Spark llama.cpp completed the standalone long-prefill stress task in 5596 ms with 2753.8 prefill t/s. Apple ds4 completed the same stress task in the 20 second range, but only passed 1/3 because some outputs were too terse for the scoring rule.
{
"context_length": 32768,
"size": 21889382400,
"size_vram": 0
}
Verify Spark GPU placement directly before drawing conclusions from this result:
docker exec ollama ollama ps
nvidia-smi
10. Next runs
| Priority | Platform | Runtime | Model | Goal |
|---|---|---|---|---|
| 1 | M5 Max | MLX direct | Qwen3-Coder-Next 4-bit / 8-bit | Run the same smoke/code/question/wiki suites against Apple MLX. |
| 2 | DGX Spark | SGLang | Qwen3-Coder-Next / Qwen3-Next NVFP4 | Test optimized agent/code serving. |
| 3 | DGX Spark | vLLM | Qwen3.6 FP8/NVFP4 | Test OpenAI-compatible serving with prefix cache and FP8 KV. |
| 4 | DGX Spark | llama-server CUDA | Qwen3.6 GGUF or Coder-Next GGUF | Check whether larger GGUF candidates beat the current 30B default. |
| 5 | Cloud via M5 | Gemini CLI/API | Gemini 3 Flash and Gemini 3.1 Pro profiles | Run the same smoke/code/question/wiki suites as a cloud comparison lane. |
| 6 | M5 Max | ds4-server | DeepSeek V4 Flash | Re-run with expanded structured-output and wiki tasks after settings changes. |
11. Public scripts
The public bundle includes the benchmark runner, wrappers, tunnel examples, and a redaction check. It intentionally omits raw run logs, SSH known-hosts files, LAN addresses, MAC addresses, hostnames, usernames, and private paths.
| File | Purpose |
|---|---|
README.md | Setup, endpoint defaults, tunnel usage, and publishing hygiene. |
bench.py | Benchmark runner for ds4, Spark Ollama, and llama.cpp. |
run-spark.sh | Spark Ollama wrapper. |
run-ds4.sh | Apple ds4 wrapper. |
run-llama.sh | llama.cpp wrapper. |
run-both.sh | ds4 plus Spark Ollama wrapper. |
run-practical-all.sh | All built-in suites across ds4, Spark Ollama, and Spark llama.cpp. |
pull-ollama.py | Pull an Ollama model through the configured local tunnel. |
spark-tunnel.example.sh | Placeholder SSH tunnel for remote Ollama. |
spark-llama-tunnel.example.sh | Placeholder SSH tunnel for remote llama.cpp. |
spark-llama-cpp-server.sh | Host-side helper for building and launching llama-server. |
redaction-check.sh | Scan generated files before publishing. |
MANIFEST.txt | Bundle file list. |
bench.py redacts non-local endpoint hosts in runs.jsonl. Use --show-endpoints only for private notes.
12. Reproduce
Download the public bundle into a bench-local-ai folder, then run the same dated task set.
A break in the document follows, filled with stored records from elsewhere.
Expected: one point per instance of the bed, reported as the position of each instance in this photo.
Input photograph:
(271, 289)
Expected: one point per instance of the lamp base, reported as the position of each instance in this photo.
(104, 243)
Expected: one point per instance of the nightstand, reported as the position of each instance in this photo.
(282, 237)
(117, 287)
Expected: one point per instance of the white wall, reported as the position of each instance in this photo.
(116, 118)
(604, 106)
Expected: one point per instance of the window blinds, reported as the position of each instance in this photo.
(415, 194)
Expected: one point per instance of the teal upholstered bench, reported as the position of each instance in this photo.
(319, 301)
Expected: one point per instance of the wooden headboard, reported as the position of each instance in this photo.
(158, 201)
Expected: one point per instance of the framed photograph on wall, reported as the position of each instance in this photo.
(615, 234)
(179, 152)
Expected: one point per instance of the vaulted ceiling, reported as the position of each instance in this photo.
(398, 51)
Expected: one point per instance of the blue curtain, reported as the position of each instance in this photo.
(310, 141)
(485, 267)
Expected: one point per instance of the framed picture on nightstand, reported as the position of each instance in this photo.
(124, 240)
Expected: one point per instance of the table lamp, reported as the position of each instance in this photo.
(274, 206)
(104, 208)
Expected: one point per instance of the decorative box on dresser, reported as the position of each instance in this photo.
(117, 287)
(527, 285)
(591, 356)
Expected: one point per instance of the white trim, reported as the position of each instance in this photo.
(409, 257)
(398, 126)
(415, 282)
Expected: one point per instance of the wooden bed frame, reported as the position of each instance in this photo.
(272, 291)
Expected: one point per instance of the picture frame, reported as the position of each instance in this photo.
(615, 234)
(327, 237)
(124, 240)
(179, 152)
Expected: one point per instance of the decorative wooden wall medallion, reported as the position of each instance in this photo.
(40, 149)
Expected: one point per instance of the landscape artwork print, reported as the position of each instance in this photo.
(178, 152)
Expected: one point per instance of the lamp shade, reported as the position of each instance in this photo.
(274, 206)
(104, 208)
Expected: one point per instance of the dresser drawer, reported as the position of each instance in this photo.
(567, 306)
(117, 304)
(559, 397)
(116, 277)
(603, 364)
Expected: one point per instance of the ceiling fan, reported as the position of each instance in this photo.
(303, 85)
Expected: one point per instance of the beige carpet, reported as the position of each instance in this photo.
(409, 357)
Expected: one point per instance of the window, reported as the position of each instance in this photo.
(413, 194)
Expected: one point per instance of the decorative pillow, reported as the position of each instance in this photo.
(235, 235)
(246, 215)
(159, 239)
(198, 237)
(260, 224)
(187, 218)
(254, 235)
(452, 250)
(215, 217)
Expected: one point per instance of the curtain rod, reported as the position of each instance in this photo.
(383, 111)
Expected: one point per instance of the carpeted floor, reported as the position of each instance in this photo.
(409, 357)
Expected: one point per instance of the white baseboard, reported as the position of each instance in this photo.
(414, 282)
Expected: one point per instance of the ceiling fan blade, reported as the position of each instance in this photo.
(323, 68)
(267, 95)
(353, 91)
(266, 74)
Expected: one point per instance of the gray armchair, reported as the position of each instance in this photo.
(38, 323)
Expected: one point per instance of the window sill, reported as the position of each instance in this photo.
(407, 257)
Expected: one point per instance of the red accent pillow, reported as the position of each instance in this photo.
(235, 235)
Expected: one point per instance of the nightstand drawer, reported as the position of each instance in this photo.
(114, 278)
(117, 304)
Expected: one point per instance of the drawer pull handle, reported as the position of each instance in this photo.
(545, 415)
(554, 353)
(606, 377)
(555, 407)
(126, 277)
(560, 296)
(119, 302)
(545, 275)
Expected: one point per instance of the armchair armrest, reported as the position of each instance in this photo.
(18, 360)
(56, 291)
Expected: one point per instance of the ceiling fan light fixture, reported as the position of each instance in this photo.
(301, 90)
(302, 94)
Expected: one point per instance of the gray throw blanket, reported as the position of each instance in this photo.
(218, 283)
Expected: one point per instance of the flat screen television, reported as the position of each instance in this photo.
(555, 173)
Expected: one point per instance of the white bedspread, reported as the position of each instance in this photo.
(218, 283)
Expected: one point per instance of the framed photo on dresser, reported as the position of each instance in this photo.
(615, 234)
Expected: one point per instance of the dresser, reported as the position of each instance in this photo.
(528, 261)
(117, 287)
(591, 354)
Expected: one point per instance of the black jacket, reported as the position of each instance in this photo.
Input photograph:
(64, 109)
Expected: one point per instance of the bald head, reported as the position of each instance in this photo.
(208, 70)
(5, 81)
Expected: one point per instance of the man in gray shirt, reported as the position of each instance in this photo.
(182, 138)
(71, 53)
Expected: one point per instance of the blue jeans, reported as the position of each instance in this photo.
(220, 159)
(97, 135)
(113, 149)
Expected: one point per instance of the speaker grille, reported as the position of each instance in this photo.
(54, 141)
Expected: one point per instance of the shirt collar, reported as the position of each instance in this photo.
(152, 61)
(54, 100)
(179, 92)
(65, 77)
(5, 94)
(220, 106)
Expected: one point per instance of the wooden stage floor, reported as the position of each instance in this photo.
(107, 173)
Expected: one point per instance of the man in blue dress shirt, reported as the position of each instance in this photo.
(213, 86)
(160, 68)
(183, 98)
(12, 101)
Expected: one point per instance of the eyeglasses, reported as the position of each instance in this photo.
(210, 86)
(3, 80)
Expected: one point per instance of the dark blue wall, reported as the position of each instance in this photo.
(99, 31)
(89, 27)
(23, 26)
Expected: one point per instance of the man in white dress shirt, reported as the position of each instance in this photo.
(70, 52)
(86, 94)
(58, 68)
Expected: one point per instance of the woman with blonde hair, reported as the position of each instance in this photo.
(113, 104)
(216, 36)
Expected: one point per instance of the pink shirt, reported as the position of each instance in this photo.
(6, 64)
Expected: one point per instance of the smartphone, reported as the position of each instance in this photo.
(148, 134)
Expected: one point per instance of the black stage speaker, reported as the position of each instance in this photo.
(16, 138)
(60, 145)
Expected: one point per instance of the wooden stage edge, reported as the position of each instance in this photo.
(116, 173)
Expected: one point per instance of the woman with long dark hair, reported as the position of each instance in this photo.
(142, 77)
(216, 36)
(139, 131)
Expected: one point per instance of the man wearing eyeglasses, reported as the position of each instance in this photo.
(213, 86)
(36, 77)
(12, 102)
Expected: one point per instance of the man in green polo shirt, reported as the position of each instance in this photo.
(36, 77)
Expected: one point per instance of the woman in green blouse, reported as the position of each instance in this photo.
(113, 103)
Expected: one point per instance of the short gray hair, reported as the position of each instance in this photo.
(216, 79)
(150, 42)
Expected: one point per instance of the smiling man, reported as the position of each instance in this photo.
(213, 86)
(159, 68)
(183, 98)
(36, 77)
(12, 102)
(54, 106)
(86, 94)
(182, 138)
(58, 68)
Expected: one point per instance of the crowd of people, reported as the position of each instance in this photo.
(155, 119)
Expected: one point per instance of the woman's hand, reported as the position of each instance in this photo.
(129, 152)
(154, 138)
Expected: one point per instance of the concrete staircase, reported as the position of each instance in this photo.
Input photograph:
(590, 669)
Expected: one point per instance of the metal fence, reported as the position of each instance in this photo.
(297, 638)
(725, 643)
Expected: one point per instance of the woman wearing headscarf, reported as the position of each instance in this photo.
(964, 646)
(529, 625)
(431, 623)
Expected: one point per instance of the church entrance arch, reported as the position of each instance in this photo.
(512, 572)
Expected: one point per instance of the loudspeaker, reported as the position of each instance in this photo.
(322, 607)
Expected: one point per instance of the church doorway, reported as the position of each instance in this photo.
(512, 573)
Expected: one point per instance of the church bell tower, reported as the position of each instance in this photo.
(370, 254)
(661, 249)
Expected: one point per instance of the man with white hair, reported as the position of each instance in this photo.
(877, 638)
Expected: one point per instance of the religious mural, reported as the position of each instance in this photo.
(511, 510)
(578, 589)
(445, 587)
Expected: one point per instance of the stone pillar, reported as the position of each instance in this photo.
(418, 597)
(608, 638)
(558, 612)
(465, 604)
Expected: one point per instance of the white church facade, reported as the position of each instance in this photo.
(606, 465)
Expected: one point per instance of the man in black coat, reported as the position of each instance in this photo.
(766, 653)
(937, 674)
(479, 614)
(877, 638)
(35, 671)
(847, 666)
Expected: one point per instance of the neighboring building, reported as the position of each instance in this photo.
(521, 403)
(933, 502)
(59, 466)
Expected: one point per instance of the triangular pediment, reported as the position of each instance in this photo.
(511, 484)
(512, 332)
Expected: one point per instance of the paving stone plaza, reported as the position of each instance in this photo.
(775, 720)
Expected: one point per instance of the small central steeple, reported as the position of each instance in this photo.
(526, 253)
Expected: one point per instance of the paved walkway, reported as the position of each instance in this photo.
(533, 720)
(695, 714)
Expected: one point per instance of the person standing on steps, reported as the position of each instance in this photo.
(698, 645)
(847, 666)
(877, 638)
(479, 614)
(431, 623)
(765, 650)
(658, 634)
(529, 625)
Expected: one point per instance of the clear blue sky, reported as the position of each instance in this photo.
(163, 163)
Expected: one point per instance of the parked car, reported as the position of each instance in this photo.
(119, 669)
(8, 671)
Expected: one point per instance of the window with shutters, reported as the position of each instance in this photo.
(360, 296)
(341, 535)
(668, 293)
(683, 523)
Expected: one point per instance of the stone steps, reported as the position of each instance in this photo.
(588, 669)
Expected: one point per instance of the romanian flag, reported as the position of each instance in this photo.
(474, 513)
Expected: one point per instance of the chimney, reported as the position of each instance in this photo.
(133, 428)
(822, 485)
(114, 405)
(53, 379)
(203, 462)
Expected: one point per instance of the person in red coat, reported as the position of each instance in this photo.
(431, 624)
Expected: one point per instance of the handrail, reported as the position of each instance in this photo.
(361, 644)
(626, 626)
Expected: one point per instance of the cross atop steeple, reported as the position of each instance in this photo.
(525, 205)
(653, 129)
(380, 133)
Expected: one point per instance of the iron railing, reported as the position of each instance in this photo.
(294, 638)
Keep the generated summary public and run the redaction check before publishing raw records.
mkdir -p bench-local-ai
cd bench-local-ai
base='https://learntoprompt.org/downloads/bench-local-ai'
for file in \
bench.py pull-ollama.py \
run-ds4.sh run-spark.sh run-llama.sh run-both.sh \
run-practical-all.sh \
spark-tunnel.example.sh spark-llama-tunnel.example.sh \
spark-llama-cpp-server.sh redaction-check.sh; do
curl -fsSLO "$base/$file"
done
chmod +x *.py *.sh
# Spark Ollama daily-agent run
SPARK_MODEL='qwen3-coder:30b' ./run-spark.sh 3 --exclude-kind long-context --timeout 90
# Spark candidate run
SPARK_MODEL='qwen3-coder-next:q4_K_M' ./run-spark.sh 3 --exclude-kind long-context --timeout 180
# Spark llama.cpp current default
LLAMA_MODEL='qwen3-coder-30b.gguf' ./run-llama.sh 3 --exclude-kind long-context --timeout 180
# Full practical suite
LLAMA_MODEL='qwen3-coder-30b.gguf' ./run-practical-all.sh 1 --timeout 240
# Apple ds4 run
./run-ds4.sh 3 --timeout 240
# Check generated files before publishing
./redaction-check.sh results
For every new run, publish the date, hardware, runtime, exact model tag, quantization, context, thinking mode, task set, pass rate, median wall time, and the reason the profile was promoted or rejected. For cloud comparison runs, also publish first-token latency, cost per task, and whether credentials were loaded only from the environment or provider auth.